The French Presidential election is two years off, but if new opinion polls hold there might be a disturbing shift in the electorate’s tastes. It shows the leader of the ultra-right National Front (FN) Marine LePen would come in first place.
“If the first ballot would take place today,” the magazine wrote said that LePen “would gather between 29 and 31 percent of the votes, depending on the adversaries”.
The survey is published in Thursday’s edition of the magazine Marianne. It pitted Le Pen against French President Francois Hollande, and former President Nicolas Sarkozy as well as some minor candidates – and despite a minor resurgence in popularity, Sarkozy would come in second if the elections took place today. President Hollande of the Socialist Party wouldn’t even make it to the second round.

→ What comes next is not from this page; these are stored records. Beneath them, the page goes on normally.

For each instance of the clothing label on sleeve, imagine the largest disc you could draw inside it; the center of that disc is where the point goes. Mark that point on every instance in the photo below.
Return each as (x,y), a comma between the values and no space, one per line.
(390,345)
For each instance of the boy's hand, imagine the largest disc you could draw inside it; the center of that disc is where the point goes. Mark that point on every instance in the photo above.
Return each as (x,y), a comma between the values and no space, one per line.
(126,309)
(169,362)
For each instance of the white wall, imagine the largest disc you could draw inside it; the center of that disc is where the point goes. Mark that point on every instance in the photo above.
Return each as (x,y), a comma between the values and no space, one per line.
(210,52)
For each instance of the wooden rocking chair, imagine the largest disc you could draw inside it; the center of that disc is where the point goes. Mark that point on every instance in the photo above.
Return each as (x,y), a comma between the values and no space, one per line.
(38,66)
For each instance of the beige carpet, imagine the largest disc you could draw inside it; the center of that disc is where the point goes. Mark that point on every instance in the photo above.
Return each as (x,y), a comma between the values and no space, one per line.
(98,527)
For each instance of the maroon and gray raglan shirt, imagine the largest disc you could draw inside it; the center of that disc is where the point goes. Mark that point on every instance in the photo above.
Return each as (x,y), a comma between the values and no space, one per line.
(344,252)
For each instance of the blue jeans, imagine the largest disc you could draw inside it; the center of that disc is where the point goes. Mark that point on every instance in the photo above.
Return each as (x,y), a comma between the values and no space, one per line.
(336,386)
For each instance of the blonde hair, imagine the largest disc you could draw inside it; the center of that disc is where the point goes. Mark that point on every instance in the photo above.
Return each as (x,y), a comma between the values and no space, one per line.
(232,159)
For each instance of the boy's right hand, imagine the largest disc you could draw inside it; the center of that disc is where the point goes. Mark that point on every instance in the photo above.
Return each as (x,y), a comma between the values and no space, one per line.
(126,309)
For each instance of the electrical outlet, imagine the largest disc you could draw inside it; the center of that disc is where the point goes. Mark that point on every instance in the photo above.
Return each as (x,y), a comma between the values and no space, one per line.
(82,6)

It’s just one poll, but it comes in the wake of this month’s terror attacks in Paris that saw twelve people killed in the offices of the satirical magazine Charlie Hebdo, a police woman killed at a gas station, and four hostages killed in a siege at a kosher food store. The three terrorists responsible were also killed by police, and their connection is still under investigation.
LePen inherited leadership of the FN from her father, founder Jean-Marie LePen, and is credited with putting a more telegenic face on FN’s xenophobic and extremist policies. It has reportedly caused a family rift, but we’ll see if electoral success changes to that.